Milan has approved a new Territorial Government Plan (Piano di Governo del Territorio) in which public services, and the way they are planned, are at the centre of the whole project.
Since 2008, Id-lab has worked alongside the City Administration to change the way Milan thinks about urban development. Each of the city's 88 existing quarters, with its own characteristics and identity, is treated as a core element in the new approach. An ongoing conversation with citizens has elicited an understanding of which services are considered important for daily life — such as schools, kindergartens, libraries, health and social services.
From these 88 Environmental Atlase an understanding emerges of where service provision is failing.
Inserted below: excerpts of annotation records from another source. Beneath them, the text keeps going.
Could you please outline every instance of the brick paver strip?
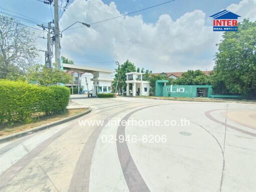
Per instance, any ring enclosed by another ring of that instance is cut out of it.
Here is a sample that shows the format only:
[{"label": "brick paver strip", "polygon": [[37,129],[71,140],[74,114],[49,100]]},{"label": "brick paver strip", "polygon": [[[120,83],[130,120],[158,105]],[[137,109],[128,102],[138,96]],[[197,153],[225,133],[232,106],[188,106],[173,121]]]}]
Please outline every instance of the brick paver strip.
[{"label": "brick paver strip", "polygon": [[[137,104],[144,102],[134,102]],[[120,106],[120,105],[117,105]],[[89,182],[90,177],[90,166],[92,160],[98,138],[103,128],[108,123],[108,120],[122,112],[124,112],[134,106],[126,108],[112,114],[108,117],[102,126],[95,128],[92,133],[84,144],[84,146],[78,158],[68,189],[69,192],[89,192]],[[143,192],[143,191],[142,191]]]},{"label": "brick paver strip", "polygon": [[[134,103],[136,103],[138,102],[136,102]],[[121,106],[122,104],[120,104]],[[112,106],[108,106],[107,107],[102,108],[111,108]],[[98,108],[98,110],[100,110],[101,108]],[[106,111],[106,110],[104,110],[102,112]],[[80,118],[83,118],[84,117],[81,117]],[[8,184],[11,184],[11,181],[12,178],[15,176],[17,175],[26,165],[28,165],[31,161],[40,152],[41,152],[43,150],[44,150],[49,144],[52,143],[53,142],[56,140],[58,137],[61,136],[64,133],[65,133],[68,130],[70,130],[70,128],[72,128],[74,125],[75,125],[77,123],[77,121],[76,121],[69,126],[66,126],[66,128],[62,128],[59,132],[56,133],[52,136],[48,138],[46,140],[44,140],[41,144],[40,144],[36,148],[32,150],[28,154],[26,154],[25,156],[22,157],[20,160],[18,160],[15,164],[14,164],[12,166],[8,168],[4,172],[1,174],[0,174],[0,190],[2,190],[3,188],[6,187]],[[24,138],[22,138],[22,141],[23,142],[29,138],[30,136],[26,136]],[[2,152],[4,152],[8,151],[10,150],[10,148],[12,146],[15,146],[18,144],[20,144],[20,142],[15,142],[14,144],[8,144],[6,148],[4,147],[4,148],[3,150],[1,150]],[[90,170],[89,170],[90,172]]]}]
The new Plan does not fix which services will be activated in the future, nor where they will be placed. On the contrary, the idea is to enable a cyclical decision making process in which the identification of needs and action priorities is continuous. Unlike in traditional planning, the city never arrives at the moment in which its plan is finished. On the contrary: every six months a new process of reconnaissance, of “listening,” begins which updates the collective understanding of new needs and wants.
IdLab's vision is that these dynamic service ecology maps will act as a trigger that encourages entrepreneurs to develop new services when these emerging needs, at an ultra-local level, become evident. The map below, for example, identifies areas within each neighbourhood that lack close connection to a public transport route; one idea is that these gaps are spotted by minivan operators who move in to close the connection and remove the necessity for people to use private cars.
The same goes for maps which plot areas of the city where planting and food growing might be reintroduced. The role of the city here is not to grow food, but to highlight spatial opporunities and down the line, to remove planning and regulatory blockages.
A related project, Nutrire Milano (Feeding Milan) is also exploring the relationships between food systems, service innovation, and sustainable urban development. A project of the Slow Food Movement with Milan Polytechnic, Nutrire Milano also uses maps to highlight where there are gaps or blockages in the ways food is produced and distributed.